#WestCoastWaters; #acidifying; #foraminifera; #humanCausedCO2Emissions;
California, Dec 22 (CAnadian-Media): After examining the core samples from the bottom of the Santa Barbara Channel, it was revealed reveal that the waters off the California coast are acidifying twice as fast as the global average, media reports said.
The results of a new study to track the thickness of shells belonging to microscopic animals called foraminifera that had accumulated in Channel sediment over the last 125 years was conducted by National Oceanic and Atmospheric Administration scientists showed California waters experienced a 0.21 decline in pH in that time, more than double the worldwide average of 0.1 pH.
Scientists measured the thickness of microscopic foraminifera shells trapped in Santa Barbara Channel sediment to track the rate of ocean acidification over the last 125 years. | Credit: noaa
Chemical reaction in the water caused due to increasing amounts of man-made emissions of CO2 absorption by the ocean increase the water’s acidity. Besides causing more frequent and more toxic algae blooms, higher acid levels are fatal to coral and more difficult for organisms like clams and oysters to build their shells.
The study threw an interesting and surprising light on the connection between acidification and a natural warming and cooling cycle called the Pacific Decadal Oscillation.

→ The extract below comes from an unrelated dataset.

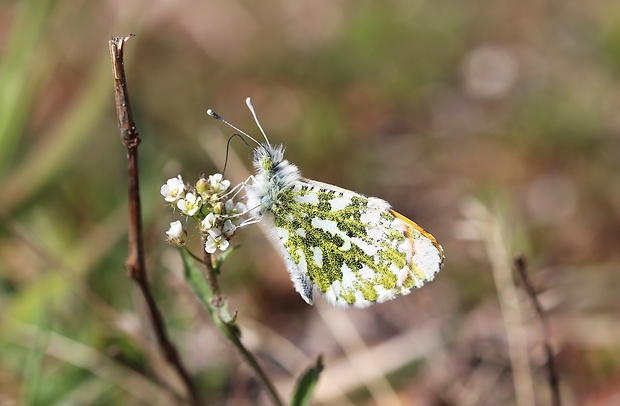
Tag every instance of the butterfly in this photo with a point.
(352, 249)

The scientists pointed out that with the increased amount of ocean acidification due to human-caused CO2 emissions, this natural variation also plays an important role in alleviating or amplifying the trend.
“During the cool phases of the Pacific Decadal Oscillation, strengthened winds across the ocean drive carbon dioxide-rich waters upward toward the surface along the West Coast of the U.S.,” said lead author Emily Osborne in a press statement. “It’s like a double whammy, increasing ocean acidification in this region of the world.”
The study’s findings could have major impacts on the management of some of the most economically valuable fisheries in the country like California crab and shellfish fisheries, the scientists said.